UBC Theses and Dissertations
Enzyme activities and nitrogen transformations following fertilization of a Douglas-fir forest in coastal British Columbia Adams, Seth Daniel
Forest fertilization has long been used to enhance tree growth and timber yield. More recently, fertilization has become the focus of increased interest as a potential method for increasing soil C uptake, vis-à-vis suppression of microbial enzymes that decompose recalcitrant soil organic matter (SOM). However, fertilization is also associated with increased emission of the potent greenhouse gas N₂O. In this study I evaluate the effect of N amendment on activities of soil enzymes and on N ammonification and nitrification rates in a chronosequence of Douglas-fir stands on Vancouver Island, British Columbia. Ammonification and nitrification rates were also compared between two different fertilizers, urea and slow-release urea, which is urea with a polymer coating to decrease the rate of N release. Fertilization significantly decreased the activity of the ligninases, phenol oxidase and peroxidase in the mineral soil layer of all stand ages. However, the effect appeared to be temporary, as there was no difference between treatment and control 63 days after fertilization. Activity rates of three enzymes that degrade labile SOM - cellobiohydrolase, betaglucosidase and NAGase - were also measured, and there was a small decrease in activity rates of these enzymes in the forest floor.
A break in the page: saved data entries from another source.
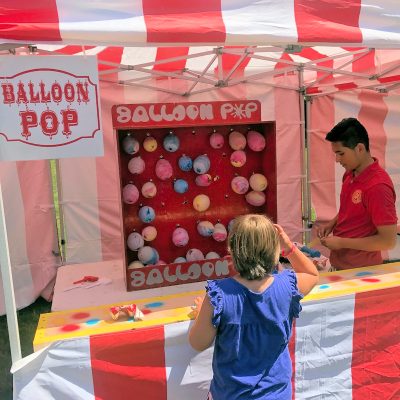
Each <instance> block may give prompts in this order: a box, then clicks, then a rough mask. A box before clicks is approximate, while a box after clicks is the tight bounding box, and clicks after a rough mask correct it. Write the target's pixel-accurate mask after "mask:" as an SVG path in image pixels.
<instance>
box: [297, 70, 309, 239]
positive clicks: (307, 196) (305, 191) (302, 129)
mask: <svg viewBox="0 0 400 400" xmlns="http://www.w3.org/2000/svg"><path fill="white" fill-rule="evenodd" d="M303 74H304V70H303V68H302V67H300V68H299V106H300V130H301V147H302V149H301V150H302V173H301V175H302V185H301V188H302V199H301V208H302V212H301V214H302V220H303V221H302V222H303V243H305V244H308V243H309V242H310V240H311V229H310V228H311V218H310V216H311V199H310V186H309V154H308V137H307V130H306V112H305V89H304V76H303Z"/></svg>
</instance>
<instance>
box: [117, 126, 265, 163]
mask: <svg viewBox="0 0 400 400" xmlns="http://www.w3.org/2000/svg"><path fill="white" fill-rule="evenodd" d="M228 142H229V146H230V147H231V148H232V150H234V151H242V150H244V149H245V148H246V145H247V146H248V147H249V149H250V150H253V151H256V152H259V151H263V150H264V148H265V138H264V136H263V135H262V134H261V133H259V132H257V131H254V130H249V131H248V132H247V135H246V136H245V135H244V134H243V133H241V132H238V131H235V130H233V131H232V132H231V133H230V134H229V137H228ZM224 143H225V137H224V136H223V135H222V134H221V133H218V132H216V131H214V132H213V133H212V134H211V135H210V146H211V147H212V148H213V149H220V148H222V146H223V145H224ZM179 146H180V140H179V137H178V136H176V135H175V134H174V133H173V132H170V133H169V134H168V135H167V136H165V137H164V140H163V147H164V149H165V150H166V151H168V152H169V153H174V152H175V151H178V150H179ZM157 147H158V143H157V140H156V139H155V138H154V137H153V136H151V135H150V134H148V136H147V137H146V138H145V139H144V141H143V148H144V150H145V151H147V152H149V153H152V152H153V151H155V150H156V149H157ZM122 148H123V149H124V151H125V152H126V153H127V154H131V155H133V154H136V153H138V152H139V148H140V143H139V141H138V140H137V139H136V138H134V137H133V136H132V135H130V134H128V135H127V136H125V138H124V139H123V141H122ZM239 158H240V157H239Z"/></svg>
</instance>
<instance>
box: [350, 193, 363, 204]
mask: <svg viewBox="0 0 400 400" xmlns="http://www.w3.org/2000/svg"><path fill="white" fill-rule="evenodd" d="M361 194H362V192H361V190H355V191H354V192H353V194H352V196H351V201H352V202H353V204H359V203H361Z"/></svg>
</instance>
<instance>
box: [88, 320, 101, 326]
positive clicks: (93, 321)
mask: <svg viewBox="0 0 400 400" xmlns="http://www.w3.org/2000/svg"><path fill="white" fill-rule="evenodd" d="M99 322H100V320H99V319H98V318H93V319H89V320H88V321H86V325H96V324H98V323H99Z"/></svg>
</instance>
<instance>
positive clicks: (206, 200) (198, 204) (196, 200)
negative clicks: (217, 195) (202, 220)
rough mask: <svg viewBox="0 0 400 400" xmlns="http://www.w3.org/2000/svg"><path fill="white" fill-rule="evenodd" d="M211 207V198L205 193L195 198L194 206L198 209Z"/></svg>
mask: <svg viewBox="0 0 400 400" xmlns="http://www.w3.org/2000/svg"><path fill="white" fill-rule="evenodd" d="M209 207H210V198H209V197H208V196H207V195H205V194H199V195H197V196H196V197H195V198H194V199H193V208H194V209H195V210H196V211H199V212H203V211H206V210H207V209H208V208H209Z"/></svg>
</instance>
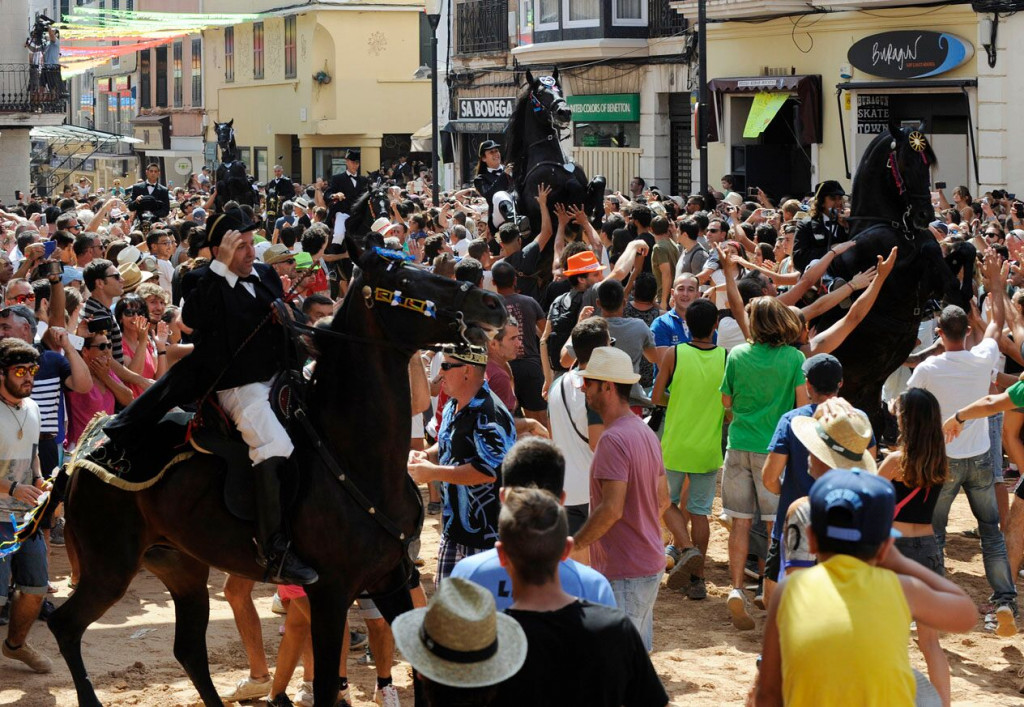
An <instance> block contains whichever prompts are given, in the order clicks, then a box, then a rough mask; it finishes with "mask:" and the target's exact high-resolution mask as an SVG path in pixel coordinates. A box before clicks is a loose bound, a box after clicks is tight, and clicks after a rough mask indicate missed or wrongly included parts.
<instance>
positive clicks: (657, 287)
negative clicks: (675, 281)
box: [650, 238, 679, 307]
mask: <svg viewBox="0 0 1024 707" xmlns="http://www.w3.org/2000/svg"><path fill="white" fill-rule="evenodd" d="M677 260H679V246H678V245H676V244H675V243H674V242H673V241H672V239H668V238H666V239H656V240H655V241H654V247H653V248H652V249H651V251H650V269H651V272H652V273H653V274H654V281H655V282H656V283H657V296H658V297H660V296H662V268H660V267H659V265H660V264H662V263H663V262H667V263H669V273H670V275H669V278H670V280H671V279H672V278H674V277H675V276H676V261H677ZM669 284H670V285H671V284H672V283H671V282H670V283H669ZM660 304H662V306H663V307H667V306H668V303H666V302H662V303H660Z"/></svg>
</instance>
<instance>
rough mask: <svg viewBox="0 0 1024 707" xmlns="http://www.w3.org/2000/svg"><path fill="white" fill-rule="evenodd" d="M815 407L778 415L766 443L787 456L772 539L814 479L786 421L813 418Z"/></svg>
mask: <svg viewBox="0 0 1024 707" xmlns="http://www.w3.org/2000/svg"><path fill="white" fill-rule="evenodd" d="M817 408H818V406H817V404H815V403H811V404H809V405H802V406H801V407H799V408H796V409H795V410H791V411H790V412H787V413H785V414H784V415H782V417H780V418H779V420H778V424H777V425H776V426H775V433H774V434H773V435H772V439H771V444H769V445H768V451H769V452H774V453H776V454H784V455H786V457H788V458H787V459H786V461H785V470H784V471H783V472H782V489H781V491H780V492H779V495H778V512H777V513H776V514H775V525H774V526H772V529H771V536H772V538H774V539H776V540H781V538H782V529H783V528H785V513H786V511H787V510H788V509H790V505H791V504H792V503H793V502H794V501H796V500H797V499H798V498H803V497H804V496H808V495H810V493H811V485H812V484H814V479H812V477H811V474H810V471H808V467H809V463H808V459H807V455H808V454H809V452H808V451H807V448H806V447H804V443H803V442H801V441H800V440H798V439H797V435H796V434H794V433H793V427H792V426H791V424H790V423H791V422H793V418H795V417H813V416H814V411H815V410H817ZM868 447H869V448H873V447H874V435H873V434H871V444H870V445H868Z"/></svg>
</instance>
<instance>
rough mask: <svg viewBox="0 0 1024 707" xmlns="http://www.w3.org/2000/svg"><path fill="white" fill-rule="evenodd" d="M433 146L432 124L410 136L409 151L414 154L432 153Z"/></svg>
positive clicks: (422, 127) (419, 129)
mask: <svg viewBox="0 0 1024 707" xmlns="http://www.w3.org/2000/svg"><path fill="white" fill-rule="evenodd" d="M433 145H434V124H433V123H432V122H430V123H427V124H426V125H424V126H423V127H422V128H420V129H419V130H417V131H416V132H414V133H413V135H412V145H411V147H410V151H411V152H414V153H429V152H433V149H434V148H433Z"/></svg>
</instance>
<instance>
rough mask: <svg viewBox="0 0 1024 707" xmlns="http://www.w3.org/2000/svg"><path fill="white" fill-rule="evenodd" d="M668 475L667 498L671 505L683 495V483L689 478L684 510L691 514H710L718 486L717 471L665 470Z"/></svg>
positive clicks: (673, 504) (698, 514) (717, 476)
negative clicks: (693, 471) (667, 487)
mask: <svg viewBox="0 0 1024 707" xmlns="http://www.w3.org/2000/svg"><path fill="white" fill-rule="evenodd" d="M665 473H666V475H667V476H668V477H669V498H670V499H671V500H672V503H673V505H678V504H679V499H680V497H681V496H682V495H683V483H684V482H685V481H686V480H687V479H689V480H690V485H689V488H688V489H687V490H686V511H687V512H688V513H692V514H693V515H711V506H712V503H714V502H715V491H716V489H717V487H718V471H708V472H706V473H688V472H686V471H673V470H672V469H666V470H665Z"/></svg>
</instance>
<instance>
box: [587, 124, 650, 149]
mask: <svg viewBox="0 0 1024 707" xmlns="http://www.w3.org/2000/svg"><path fill="white" fill-rule="evenodd" d="M572 144H573V145H575V147H577V148H636V147H639V144H640V123H577V124H575V130H574V131H573V132H572Z"/></svg>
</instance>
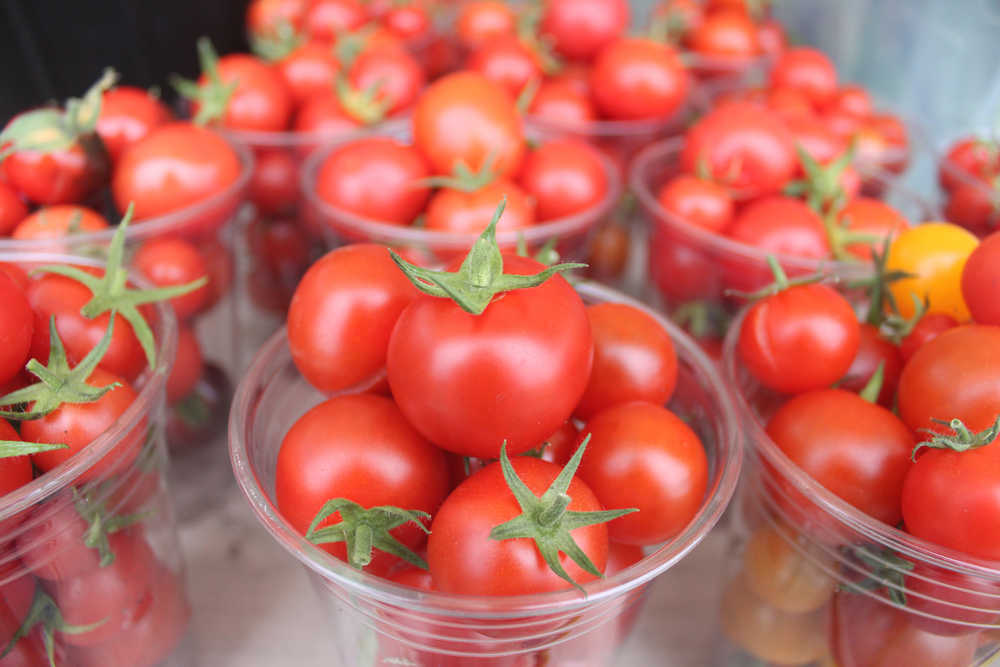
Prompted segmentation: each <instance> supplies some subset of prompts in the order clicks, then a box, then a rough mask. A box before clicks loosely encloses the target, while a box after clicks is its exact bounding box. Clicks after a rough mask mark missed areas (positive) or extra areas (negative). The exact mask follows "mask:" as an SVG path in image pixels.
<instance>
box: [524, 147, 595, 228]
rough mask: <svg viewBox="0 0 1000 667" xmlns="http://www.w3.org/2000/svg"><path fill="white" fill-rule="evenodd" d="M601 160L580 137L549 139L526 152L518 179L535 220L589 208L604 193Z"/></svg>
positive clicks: (573, 213)
mask: <svg viewBox="0 0 1000 667" xmlns="http://www.w3.org/2000/svg"><path fill="white" fill-rule="evenodd" d="M604 162H605V161H604V159H603V158H602V157H601V154H600V153H599V152H598V151H597V149H595V148H593V147H592V146H590V144H588V143H586V142H584V141H581V140H579V139H572V138H565V139H552V140H550V141H546V142H545V143H543V144H541V145H540V146H539V147H538V148H536V149H535V150H533V151H531V152H530V153H528V156H527V158H526V159H525V161H524V166H523V167H522V168H521V173H520V175H519V176H518V182H519V183H520V184H521V186H522V187H523V188H524V189H525V191H526V192H527V194H529V195H530V196H532V197H534V199H535V213H536V214H537V216H538V219H539V220H545V221H548V220H558V219H560V218H565V217H569V216H571V215H576V214H578V213H582V212H584V211H587V210H590V209H593V208H594V207H595V206H597V205H598V204H600V203H601V202H602V201H603V200H604V199H605V197H607V193H608V187H609V184H608V173H607V168H606V167H605V166H604ZM508 205H509V202H508ZM505 214H506V211H505Z"/></svg>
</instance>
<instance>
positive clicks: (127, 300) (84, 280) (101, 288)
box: [29, 204, 208, 370]
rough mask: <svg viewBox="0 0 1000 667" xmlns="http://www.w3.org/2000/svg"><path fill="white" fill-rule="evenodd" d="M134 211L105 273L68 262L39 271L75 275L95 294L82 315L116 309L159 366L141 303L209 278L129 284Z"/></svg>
mask: <svg viewBox="0 0 1000 667" xmlns="http://www.w3.org/2000/svg"><path fill="white" fill-rule="evenodd" d="M132 210H133V207H132V205H131V204H129V207H128V210H127V211H126V212H125V216H124V217H123V218H122V221H121V222H120V223H119V224H118V228H117V229H116V230H115V234H114V236H112V237H111V245H110V247H109V248H108V258H107V261H106V263H105V267H104V274H103V275H102V276H95V275H93V274H92V273H88V272H86V271H84V270H83V269H80V268H79V267H75V266H66V265H48V266H43V267H41V268H40V269H38V271H41V272H43V273H55V274H58V275H60V276H65V277H67V278H72V279H73V280H75V281H77V282H78V283H80V284H82V285H85V286H86V287H87V288H88V289H90V292H91V294H93V296H92V297H91V299H90V301H88V302H87V303H85V304H84V305H83V308H81V309H80V314H81V315H83V316H84V317H86V318H87V319H94V318H95V317H97V316H99V315H102V314H104V313H109V312H112V311H114V312H117V313H118V314H119V315H120V316H121V317H122V318H124V319H125V321H127V322H128V323H129V324H130V325H132V331H133V333H135V337H136V338H137V339H138V341H139V344H140V345H141V346H142V350H143V352H145V354H146V361H147V362H148V363H149V367H150V368H156V341H155V340H154V339H153V330H152V329H150V327H149V323H148V322H146V318H145V317H143V316H142V313H140V312H139V306H142V305H145V304H150V303H157V302H160V301H166V300H168V299H172V298H174V297H177V296H182V295H184V294H187V293H188V292H193V291H194V290H196V289H198V288H200V287H202V286H204V285H205V284H206V283H207V282H208V278H207V277H205V276H202V277H201V278H199V279H197V280H193V281H191V282H189V283H185V284H184V285H174V286H171V287H157V288H153V289H144V290H140V289H135V288H132V287H129V286H128V271H127V270H126V269H125V232H126V230H127V228H128V224H129V221H130V220H131V219H132ZM29 370H30V369H29Z"/></svg>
Urea amendment increased net rates of ammonification and nitrification. Addition of slow-release urea resulted in lower rates of ammonification and nitrification compared to urea, but the rates remained elevated longer. Nitrification rates were increased the most in the clearcut stand (7 years old), and less so in the two older stands (18 and 57 years old). Ammonification and nitrification rates were approximately an order of magnitude higher in the forest floor than in the mineral soil, and the response to fertilization was also greatest in the forest floor. Nitrification was increased by fertilization, but this effect was only significant in the clearcut stand. Nitrification at all sites increased more with urea addition than with slow-release urea. Further research is recommended to determine if there is a minimum threshold of available N necessary to cause the suppression of microbial enzyme activities, and if it could be reached through operational applications of slow-release urea fertilizer.